Se col termine stakeholder si intendono i soggetti “portatori di interessi” nei confronti di un’impresa economica (clienti, fornitori, finanziatori, collaboratori ecc.), Roberto Saviano nell’ultimo capitolo di Gomorra forniva un quadro differente: gli stakeholder, laurea in economia e master all’estero, sono i mediatori tra la camorra e le aziende, “geni criminali dell’imprenditoria dello smaltimento illegale dei rifiuti pericolosi, figure d’impresa coinvolte nel progetto economico e che con la loro attività sono direttamente o indirettamente in grado di influenzarne gli esiti”. Mi turba descrivere con termini tecnocratici un crimine contro l’umanità come la trasformazione della Campania felix, la terra più feconda del pianeta, in una discarica che irradia veleni e tumori, ma lo stesso Saviano spiega che per il camorrista la vita è cosa di breve durata, importa solo il presente, al massimo un futuro prossimo. Non c’è un futuro, non c’è un poi. Ora, è la stessa mentalità del tipo antropologico creato del berlusconismo, con la sostituzione ad esempio dell’idea di comunità in quella di immunità, la pretesa di non morire (mai), l’annullamento del passato e del futuro nel perpetuo presente sul modello della tv. Il fascismo mediatico, impropriamente detto soft, è esso stesso un crimine contro l’umanità dell’uomo.

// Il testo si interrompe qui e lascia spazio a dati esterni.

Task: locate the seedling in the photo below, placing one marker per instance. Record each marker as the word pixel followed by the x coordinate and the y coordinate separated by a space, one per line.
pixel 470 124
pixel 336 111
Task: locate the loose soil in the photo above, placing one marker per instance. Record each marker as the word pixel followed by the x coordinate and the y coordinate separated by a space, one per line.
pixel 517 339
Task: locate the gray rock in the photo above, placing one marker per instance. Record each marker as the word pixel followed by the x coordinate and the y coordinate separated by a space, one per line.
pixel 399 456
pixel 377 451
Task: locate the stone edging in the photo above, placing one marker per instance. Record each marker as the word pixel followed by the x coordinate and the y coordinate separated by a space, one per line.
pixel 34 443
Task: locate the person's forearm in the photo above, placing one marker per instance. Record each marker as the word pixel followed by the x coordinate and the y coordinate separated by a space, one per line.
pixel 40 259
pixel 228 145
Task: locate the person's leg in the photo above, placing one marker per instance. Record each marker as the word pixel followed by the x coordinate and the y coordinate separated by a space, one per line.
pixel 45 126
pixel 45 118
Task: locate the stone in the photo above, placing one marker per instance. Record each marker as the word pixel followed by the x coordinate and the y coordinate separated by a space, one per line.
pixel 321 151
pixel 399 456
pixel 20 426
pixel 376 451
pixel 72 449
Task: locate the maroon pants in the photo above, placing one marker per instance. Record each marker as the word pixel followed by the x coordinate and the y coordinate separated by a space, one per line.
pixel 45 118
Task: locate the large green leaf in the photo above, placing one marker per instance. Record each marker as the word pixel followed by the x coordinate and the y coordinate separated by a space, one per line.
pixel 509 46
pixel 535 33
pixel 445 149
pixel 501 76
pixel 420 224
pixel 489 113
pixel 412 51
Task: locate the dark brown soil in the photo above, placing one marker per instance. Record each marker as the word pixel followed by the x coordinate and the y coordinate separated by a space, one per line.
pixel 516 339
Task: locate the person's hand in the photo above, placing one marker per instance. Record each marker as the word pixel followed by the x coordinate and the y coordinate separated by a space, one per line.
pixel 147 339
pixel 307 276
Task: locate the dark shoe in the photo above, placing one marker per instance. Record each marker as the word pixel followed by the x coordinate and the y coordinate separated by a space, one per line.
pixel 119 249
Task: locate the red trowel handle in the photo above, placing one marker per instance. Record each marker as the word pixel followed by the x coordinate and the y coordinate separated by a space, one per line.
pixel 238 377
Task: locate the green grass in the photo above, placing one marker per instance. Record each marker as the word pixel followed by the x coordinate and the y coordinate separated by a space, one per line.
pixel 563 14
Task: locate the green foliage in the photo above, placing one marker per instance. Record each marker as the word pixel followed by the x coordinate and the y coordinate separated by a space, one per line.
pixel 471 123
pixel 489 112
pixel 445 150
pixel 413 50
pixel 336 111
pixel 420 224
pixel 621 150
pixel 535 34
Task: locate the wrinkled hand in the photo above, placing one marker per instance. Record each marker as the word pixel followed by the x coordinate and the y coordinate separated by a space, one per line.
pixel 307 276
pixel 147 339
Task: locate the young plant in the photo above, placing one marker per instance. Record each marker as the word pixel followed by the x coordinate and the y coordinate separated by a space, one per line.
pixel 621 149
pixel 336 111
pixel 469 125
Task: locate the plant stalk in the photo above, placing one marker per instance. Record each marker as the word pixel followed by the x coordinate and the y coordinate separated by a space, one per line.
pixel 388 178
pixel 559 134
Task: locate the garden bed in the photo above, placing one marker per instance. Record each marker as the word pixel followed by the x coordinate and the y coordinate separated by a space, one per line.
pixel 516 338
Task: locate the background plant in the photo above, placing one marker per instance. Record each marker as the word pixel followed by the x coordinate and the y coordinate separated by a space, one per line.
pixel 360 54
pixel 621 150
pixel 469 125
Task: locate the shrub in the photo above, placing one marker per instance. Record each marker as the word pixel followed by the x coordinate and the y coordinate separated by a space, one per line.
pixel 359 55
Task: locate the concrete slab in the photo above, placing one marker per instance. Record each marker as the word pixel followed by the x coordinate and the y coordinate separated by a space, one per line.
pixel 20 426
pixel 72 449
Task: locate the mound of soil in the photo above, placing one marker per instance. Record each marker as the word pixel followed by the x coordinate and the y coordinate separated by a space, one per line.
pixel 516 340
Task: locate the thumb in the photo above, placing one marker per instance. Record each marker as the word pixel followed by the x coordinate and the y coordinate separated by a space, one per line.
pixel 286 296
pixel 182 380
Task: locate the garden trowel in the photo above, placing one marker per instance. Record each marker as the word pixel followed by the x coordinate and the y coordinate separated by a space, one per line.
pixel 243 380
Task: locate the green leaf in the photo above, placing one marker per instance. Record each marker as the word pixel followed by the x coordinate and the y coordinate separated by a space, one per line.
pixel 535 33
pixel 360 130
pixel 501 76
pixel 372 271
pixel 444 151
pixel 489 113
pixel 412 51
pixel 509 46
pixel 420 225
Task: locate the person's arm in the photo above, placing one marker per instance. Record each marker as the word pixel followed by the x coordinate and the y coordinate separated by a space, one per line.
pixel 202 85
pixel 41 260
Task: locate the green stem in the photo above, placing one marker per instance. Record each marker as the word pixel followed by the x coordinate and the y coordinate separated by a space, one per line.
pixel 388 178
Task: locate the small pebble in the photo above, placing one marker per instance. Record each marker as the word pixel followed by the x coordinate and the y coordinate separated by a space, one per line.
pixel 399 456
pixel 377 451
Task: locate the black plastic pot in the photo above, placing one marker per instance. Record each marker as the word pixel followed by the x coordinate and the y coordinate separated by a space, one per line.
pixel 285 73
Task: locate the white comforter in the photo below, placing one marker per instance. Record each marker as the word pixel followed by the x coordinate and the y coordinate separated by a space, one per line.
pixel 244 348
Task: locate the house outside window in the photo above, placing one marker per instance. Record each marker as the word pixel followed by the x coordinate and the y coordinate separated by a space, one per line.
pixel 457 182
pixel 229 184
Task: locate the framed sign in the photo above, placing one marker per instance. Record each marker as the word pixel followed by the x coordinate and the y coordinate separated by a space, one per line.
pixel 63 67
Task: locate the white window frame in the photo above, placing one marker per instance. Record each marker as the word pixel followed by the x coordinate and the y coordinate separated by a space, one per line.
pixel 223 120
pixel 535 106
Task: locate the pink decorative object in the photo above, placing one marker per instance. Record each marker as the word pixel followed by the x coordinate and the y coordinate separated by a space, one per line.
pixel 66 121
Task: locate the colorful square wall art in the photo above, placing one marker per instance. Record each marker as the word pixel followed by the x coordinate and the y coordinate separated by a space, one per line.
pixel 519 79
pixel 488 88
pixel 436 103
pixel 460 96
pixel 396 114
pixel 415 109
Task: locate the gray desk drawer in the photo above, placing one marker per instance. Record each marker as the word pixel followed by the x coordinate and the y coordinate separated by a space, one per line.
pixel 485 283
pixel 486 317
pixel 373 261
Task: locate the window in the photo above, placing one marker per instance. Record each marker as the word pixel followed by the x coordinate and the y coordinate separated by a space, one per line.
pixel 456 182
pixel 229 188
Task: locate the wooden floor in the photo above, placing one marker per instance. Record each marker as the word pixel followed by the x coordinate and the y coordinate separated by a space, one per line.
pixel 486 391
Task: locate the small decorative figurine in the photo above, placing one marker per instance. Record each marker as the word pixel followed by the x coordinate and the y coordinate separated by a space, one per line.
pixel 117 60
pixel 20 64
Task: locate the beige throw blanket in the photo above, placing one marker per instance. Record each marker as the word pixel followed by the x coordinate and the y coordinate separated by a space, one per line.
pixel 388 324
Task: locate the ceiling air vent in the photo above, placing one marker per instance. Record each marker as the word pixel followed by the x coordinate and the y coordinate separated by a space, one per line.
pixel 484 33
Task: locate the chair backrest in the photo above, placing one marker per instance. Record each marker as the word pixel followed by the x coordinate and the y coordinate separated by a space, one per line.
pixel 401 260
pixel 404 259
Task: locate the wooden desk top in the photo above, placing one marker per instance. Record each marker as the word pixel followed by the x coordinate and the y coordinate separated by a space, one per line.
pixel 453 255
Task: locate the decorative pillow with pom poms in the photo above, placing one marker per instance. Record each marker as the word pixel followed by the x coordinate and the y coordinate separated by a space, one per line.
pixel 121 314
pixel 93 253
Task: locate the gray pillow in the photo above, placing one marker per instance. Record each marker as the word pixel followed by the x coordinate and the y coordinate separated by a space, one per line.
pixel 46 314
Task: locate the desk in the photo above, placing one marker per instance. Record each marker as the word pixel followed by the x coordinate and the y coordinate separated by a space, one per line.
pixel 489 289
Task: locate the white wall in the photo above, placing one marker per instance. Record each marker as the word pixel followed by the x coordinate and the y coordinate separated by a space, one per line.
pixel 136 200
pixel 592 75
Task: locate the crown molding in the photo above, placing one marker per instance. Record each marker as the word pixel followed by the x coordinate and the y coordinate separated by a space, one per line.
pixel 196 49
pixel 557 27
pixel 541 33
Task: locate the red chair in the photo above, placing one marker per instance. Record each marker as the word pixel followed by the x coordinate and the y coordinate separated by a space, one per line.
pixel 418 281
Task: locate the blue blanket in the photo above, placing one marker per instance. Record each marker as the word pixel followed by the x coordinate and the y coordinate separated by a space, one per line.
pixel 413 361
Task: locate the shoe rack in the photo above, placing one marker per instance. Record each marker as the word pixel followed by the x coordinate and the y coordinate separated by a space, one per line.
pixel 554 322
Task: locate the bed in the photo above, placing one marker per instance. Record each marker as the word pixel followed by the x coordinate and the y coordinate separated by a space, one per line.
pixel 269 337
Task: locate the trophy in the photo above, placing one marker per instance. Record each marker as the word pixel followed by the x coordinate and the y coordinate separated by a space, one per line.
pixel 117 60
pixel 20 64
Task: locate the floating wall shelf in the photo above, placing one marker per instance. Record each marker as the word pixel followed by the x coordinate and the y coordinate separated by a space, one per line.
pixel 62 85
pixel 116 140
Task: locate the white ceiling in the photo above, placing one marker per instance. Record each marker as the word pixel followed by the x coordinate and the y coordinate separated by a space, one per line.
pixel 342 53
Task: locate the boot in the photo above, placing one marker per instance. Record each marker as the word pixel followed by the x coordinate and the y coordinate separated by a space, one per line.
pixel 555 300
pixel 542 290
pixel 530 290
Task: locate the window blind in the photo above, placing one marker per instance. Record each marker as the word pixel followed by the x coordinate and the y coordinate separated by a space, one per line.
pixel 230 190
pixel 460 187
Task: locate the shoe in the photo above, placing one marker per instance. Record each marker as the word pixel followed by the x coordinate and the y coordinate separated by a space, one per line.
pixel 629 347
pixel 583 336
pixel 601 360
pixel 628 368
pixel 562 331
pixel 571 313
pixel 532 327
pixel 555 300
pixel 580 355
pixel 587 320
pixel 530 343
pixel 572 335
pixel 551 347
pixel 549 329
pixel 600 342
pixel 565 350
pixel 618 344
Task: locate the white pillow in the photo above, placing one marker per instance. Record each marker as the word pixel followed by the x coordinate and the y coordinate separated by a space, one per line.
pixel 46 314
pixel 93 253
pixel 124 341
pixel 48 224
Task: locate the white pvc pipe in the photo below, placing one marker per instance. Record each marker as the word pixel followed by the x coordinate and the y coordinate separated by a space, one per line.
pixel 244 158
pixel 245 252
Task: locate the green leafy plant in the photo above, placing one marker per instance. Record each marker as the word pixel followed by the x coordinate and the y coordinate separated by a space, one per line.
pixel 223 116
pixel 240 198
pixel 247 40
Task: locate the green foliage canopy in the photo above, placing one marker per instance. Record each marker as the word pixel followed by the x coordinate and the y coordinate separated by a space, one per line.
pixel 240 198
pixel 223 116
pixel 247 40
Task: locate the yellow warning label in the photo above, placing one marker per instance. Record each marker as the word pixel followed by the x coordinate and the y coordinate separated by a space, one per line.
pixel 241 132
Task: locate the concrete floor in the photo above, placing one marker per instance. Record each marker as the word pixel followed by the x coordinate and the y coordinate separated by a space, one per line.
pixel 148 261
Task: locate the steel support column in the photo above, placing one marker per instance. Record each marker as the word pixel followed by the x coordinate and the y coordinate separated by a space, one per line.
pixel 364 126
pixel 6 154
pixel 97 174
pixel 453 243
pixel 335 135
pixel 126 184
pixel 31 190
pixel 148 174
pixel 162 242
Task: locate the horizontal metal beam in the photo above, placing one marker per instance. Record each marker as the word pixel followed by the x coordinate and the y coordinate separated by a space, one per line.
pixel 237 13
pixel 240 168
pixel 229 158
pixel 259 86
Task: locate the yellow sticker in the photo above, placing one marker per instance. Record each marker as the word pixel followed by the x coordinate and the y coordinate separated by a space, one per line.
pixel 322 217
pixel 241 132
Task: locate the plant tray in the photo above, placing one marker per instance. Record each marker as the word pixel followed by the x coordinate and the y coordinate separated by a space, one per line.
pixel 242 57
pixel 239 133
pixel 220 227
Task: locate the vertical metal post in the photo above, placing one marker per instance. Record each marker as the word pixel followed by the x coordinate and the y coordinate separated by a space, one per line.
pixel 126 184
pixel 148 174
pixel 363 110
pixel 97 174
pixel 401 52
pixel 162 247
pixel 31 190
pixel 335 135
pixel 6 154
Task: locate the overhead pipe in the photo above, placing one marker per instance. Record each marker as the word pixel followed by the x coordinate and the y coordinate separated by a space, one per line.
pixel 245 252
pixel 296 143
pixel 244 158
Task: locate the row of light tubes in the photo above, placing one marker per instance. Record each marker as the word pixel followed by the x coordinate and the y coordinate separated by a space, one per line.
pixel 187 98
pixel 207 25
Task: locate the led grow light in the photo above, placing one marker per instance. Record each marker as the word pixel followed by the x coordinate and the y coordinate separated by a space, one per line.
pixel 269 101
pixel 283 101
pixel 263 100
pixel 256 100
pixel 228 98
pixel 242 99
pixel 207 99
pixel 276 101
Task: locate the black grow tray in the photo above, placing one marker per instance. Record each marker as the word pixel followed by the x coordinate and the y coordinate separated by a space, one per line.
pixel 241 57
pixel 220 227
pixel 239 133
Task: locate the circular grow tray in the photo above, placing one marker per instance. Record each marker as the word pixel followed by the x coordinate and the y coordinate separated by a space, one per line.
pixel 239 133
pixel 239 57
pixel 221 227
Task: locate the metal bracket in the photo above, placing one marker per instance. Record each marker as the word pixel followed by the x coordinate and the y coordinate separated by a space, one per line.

   Io mi occupo di estetica, e sono a Bari per parlare di una mostra, tra le più belle e commoventi che abbia mai visto, del fotografo Gianni Leone, già amico e sodale di Luigi Ghirri. Si chiama “Poi”, avverbio e deittico (dopo, in seguito) ma anche sostantivo (il poi). La mostra (catalogo Diabasis) racconta un viaggio intensivo tra gli oggetti di una casa, esplora uno spazio chiuso dilatando con esso il tempo, ci insegna l’infinità dei mondi racchiusi in una vita, e che non esiste “io” senza “l’altro”, né senza un “poi”. Vi prego, fatela girare.